Petit barde chantant tout l’été se trouva fort dépourvu quand les fantômes furent venus. Envahissant son village et maudissant ses habitants, les spectres ne semblaient pas pouvoir communiquer avant que notre héros ne claque ses cordes et émette un son de pure compréhension. Ce sera la première étape d’une aventure merveilleuse, pleine de PNJ adorables et de situations cocasses, rythmées par un gameplay sans grande envergure.

Visuellement intéressant même si ses arrière-plans ne sont pas toujours évident à saisir, Wandersong est un gigantesque jeu de copie de notes à toutes les sauces. L’ennemi va vous dire Jaune, Vert et Rouge, vous devrez faire les notes adéquates dans votre roue de chant à activer au stick droit. La prise en main est tout à fait efficace mais passé les effets de changement de décors que votre chant entraîne, vous vous rendez vite compte de la futilité de cette feature. Jamais le jeu ne parvient à transporter à la hauteur de ses ambitions premières.

Reste un très chouette jeu d’aventure, un gameplay de chant rigolo à défaut d’être réellement inoubliable, mais surtout une petite déception de ce qu’aurait pu être Wandersong avec un peu plus de folie. En l’état on a surtout le droit à une belle mais lente et prévisible aventure qui nous sortira du grisâtre des gros jeux de fin d’année, sans pour autant être incontournable.

Skywilly

Damsel

Sorti un peu avant Halloween, Damsel s’inscrit parfaitement dans le thème en vous plaçant aux commandes d’un agent spécial parti enquêter dans une fabrique de boisson énergisante suspectée d’être infestée de vampires. Sur place les doutes sont confirmés, il va falloir faire le ménage pour les empêcher d’ajouter leur ingrédient mystère et conquérir le monde !
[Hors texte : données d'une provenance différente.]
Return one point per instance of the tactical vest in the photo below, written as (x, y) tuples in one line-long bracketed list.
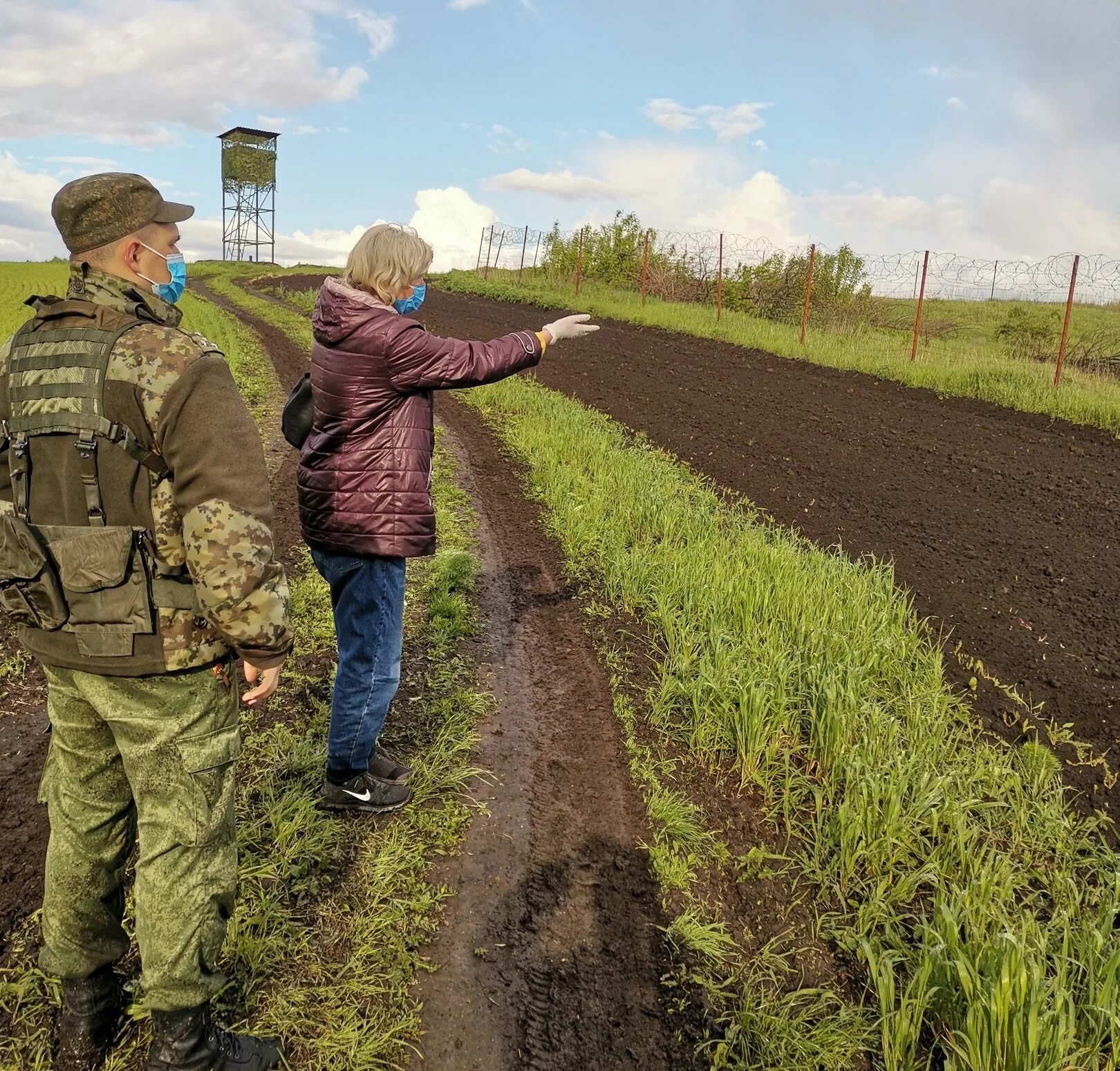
[(104, 584)]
Niveau gameplay le jeu est un platformer composé de niveaux très courts avec des objectifs variés : éliminer tous les vampires, collecter tous les crânes, désactiver les terminaux de sécurité, sauver les otages, etc. Le personnage est assez agréable à contrôler avec un dash, un double-saut et un fusil à pompe histoire de faire le ménage chez les monstres (le saut est par contre un peu flottant à mon goût).
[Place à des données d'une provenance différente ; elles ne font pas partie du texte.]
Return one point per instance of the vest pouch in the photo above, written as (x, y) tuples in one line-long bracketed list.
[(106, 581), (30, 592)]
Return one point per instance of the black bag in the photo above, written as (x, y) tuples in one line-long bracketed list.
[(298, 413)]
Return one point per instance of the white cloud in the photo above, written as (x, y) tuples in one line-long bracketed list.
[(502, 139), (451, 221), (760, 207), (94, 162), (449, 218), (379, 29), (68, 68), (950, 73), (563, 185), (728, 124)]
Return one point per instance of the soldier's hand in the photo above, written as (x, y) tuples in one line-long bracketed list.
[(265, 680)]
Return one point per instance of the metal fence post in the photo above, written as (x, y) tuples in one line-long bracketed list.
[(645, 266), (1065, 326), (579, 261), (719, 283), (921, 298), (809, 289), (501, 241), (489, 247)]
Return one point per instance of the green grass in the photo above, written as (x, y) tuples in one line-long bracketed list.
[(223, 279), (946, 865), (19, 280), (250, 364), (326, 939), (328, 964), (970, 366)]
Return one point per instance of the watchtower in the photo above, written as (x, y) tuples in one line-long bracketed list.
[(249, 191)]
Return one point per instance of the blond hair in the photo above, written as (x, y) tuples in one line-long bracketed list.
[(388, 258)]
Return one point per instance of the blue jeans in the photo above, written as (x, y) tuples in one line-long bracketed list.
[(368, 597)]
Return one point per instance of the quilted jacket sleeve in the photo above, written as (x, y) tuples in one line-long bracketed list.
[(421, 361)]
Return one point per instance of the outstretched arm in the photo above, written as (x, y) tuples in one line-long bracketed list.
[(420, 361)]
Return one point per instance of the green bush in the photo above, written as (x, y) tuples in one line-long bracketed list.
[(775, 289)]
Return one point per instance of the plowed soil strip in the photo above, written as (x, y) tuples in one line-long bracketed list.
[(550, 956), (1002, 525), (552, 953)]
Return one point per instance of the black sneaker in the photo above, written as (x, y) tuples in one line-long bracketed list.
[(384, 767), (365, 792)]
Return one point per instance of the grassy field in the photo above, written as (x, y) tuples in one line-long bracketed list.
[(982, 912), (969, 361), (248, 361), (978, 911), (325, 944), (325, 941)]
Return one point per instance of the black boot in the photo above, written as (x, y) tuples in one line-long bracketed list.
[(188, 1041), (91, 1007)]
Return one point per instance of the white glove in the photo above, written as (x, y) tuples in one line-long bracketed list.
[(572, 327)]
Chaque action octroie un certain nombre de points et le jeu deviendra réellement intéressant dès que vous essaierez de faire le meilleur score possible. Vous devrez pour cela aller très vite, ne pas vous faire toucher, réaliser un maximum d’objectifs secondaires, tout ça sans jamais casser votre combo. Chaque niveau deviendra alors une sorte de casse-tête où vous devrez déterminer la route optimale.

Graphiquement l’ensemble est propre et coloré et j’ai beaucoup aimé que l’histoire soit contée via des pages de comics, c’est vraiment réussi (ne vous attendez par contre pas à des rebondissements incroyables). Le jeu reste par contre très classique et même si les adversaires sont de plus en plus coriaces et les niveaux plus dangereux (pics, caméras de surveillance…) un sentiment de lassitude s’installera au bout de quelques heures. Il y a bien deux autres modes de jeu (arcade et mission quotidienne) mais réutilisant les stages de la campagne sans rien apporter de plus.

Dans la vidéo j’ai l’air assez blasé, c’était d’ailleurs le cas, mais pour y avoir rejoué hors stream depuis j’y ai pris bien plus de plaisir au fur et à mesure que j’ai appris à enchaîner les dash et sauts sans temps mort. Je ne comprends par contre vraiment pas que dans un jeu clairement orienté scoring il n’y ait pas une note à la fin ou au moins quelque chose pour nous donner une idée de notre résultat pour savoir si nous sommes proches de la perfection ou s’il y a au contraire moyen de faire bien mieux (il y a un leaderboard, mais j’aurais aimé un repère de base). Autre petite chose un peu dommage, les crânes qui apparaissent à la destruction des cercueils flottent juste au-dessus de la hitbox du personnage. Ca n’a l’air de rien comme ça sauf que ça oblige à sauter et que ça casse le rythme.

Au final Damsel est un jeu d’arcade sympa mais je reste persuadé qu’il aurait pu être bien meilleur avec quelques ajustements car l’enrobage est vraiment bon.